Border Wall Update – What the Pentagon's new border wall funding will do 

Border Wall Update – What the Pentagon’s new border wall funding will do 

Bottom Line: Late last week the Pentagon announced they’d re-allocated $1.5 billion additional dollars to aid the construction of the “border wall” on our southern border along with additional funds to replace exiting border barriers still in need of repair. What the heck does all this mean? Let’s look...

In February, in the wake of the budget deal that ended the partial government shutdown and provided $1.375 billion worth of new “wall”, I provided you with this update. 

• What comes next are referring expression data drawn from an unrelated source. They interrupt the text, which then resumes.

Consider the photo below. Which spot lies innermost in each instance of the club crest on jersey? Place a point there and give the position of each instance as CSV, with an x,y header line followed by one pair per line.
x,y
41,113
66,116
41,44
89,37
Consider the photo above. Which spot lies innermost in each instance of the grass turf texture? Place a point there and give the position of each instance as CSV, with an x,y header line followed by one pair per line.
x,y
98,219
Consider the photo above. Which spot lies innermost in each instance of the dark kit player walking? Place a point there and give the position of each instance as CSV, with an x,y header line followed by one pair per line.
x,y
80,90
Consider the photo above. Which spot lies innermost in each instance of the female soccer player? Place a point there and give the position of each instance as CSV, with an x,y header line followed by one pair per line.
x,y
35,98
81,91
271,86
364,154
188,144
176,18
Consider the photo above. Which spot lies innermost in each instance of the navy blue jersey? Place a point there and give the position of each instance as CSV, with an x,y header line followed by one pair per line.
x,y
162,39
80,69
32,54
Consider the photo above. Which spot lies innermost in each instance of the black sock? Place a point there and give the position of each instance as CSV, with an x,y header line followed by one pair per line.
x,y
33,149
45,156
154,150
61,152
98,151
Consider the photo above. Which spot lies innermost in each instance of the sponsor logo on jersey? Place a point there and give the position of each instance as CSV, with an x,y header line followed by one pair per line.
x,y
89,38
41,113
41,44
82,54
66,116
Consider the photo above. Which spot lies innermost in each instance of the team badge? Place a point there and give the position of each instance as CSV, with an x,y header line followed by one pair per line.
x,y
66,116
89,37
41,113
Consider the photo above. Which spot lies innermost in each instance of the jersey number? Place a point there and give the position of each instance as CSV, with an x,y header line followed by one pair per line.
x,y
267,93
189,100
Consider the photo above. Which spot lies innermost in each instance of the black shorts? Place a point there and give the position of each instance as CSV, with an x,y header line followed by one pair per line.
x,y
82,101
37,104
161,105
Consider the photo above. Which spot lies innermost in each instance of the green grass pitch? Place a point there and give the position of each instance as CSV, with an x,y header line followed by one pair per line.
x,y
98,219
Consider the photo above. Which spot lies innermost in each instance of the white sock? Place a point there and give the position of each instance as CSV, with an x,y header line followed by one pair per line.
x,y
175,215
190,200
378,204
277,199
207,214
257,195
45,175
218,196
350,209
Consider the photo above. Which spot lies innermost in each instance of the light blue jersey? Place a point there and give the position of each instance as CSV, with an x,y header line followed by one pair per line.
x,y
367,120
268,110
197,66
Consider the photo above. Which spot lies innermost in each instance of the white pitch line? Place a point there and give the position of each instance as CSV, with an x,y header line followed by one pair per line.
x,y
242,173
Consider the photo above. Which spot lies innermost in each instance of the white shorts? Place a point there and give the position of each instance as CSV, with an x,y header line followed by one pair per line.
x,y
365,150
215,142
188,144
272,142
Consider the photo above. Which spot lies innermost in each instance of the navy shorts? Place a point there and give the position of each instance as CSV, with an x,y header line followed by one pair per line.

  • The US currently has 654 miles of physical barriers on the southern border  
  • Work is ongoing to replace 280 miles of the existing border wall/fencing.

33.8% of the entire southern border had a physical barrier before the additional $1.4 billion. This is what that money was/is being used to do.

  • 55 miles of a new “border wall” in the Rio Grande. 

At the end of construction 36.6% of the southern border would have a wall. So, what’s this latest Pentagon allocation mean for the border wall? Money needed to replace the final stretch of previous border barriers (about 78 miles in Arizona), along with 63 new miles of a border wall. That’s another 3.6% of the southern border that’d have a wall. The estimate for the completion of the project is 126 days. That places us right into a September window. That’s the same timeline that the Rio Grande project is anticipated to be wrapping up and it’s also instructive because...The funding deal signed in earlier this year goes through September – the end of the federal government’s fiscal year. Putting everything that’s happened together – by the end of September we should have just over 40% of the southern border covered with a physical barrier. Just in time for a new budget battle which will likely include requests for money for the next phase of the border wall.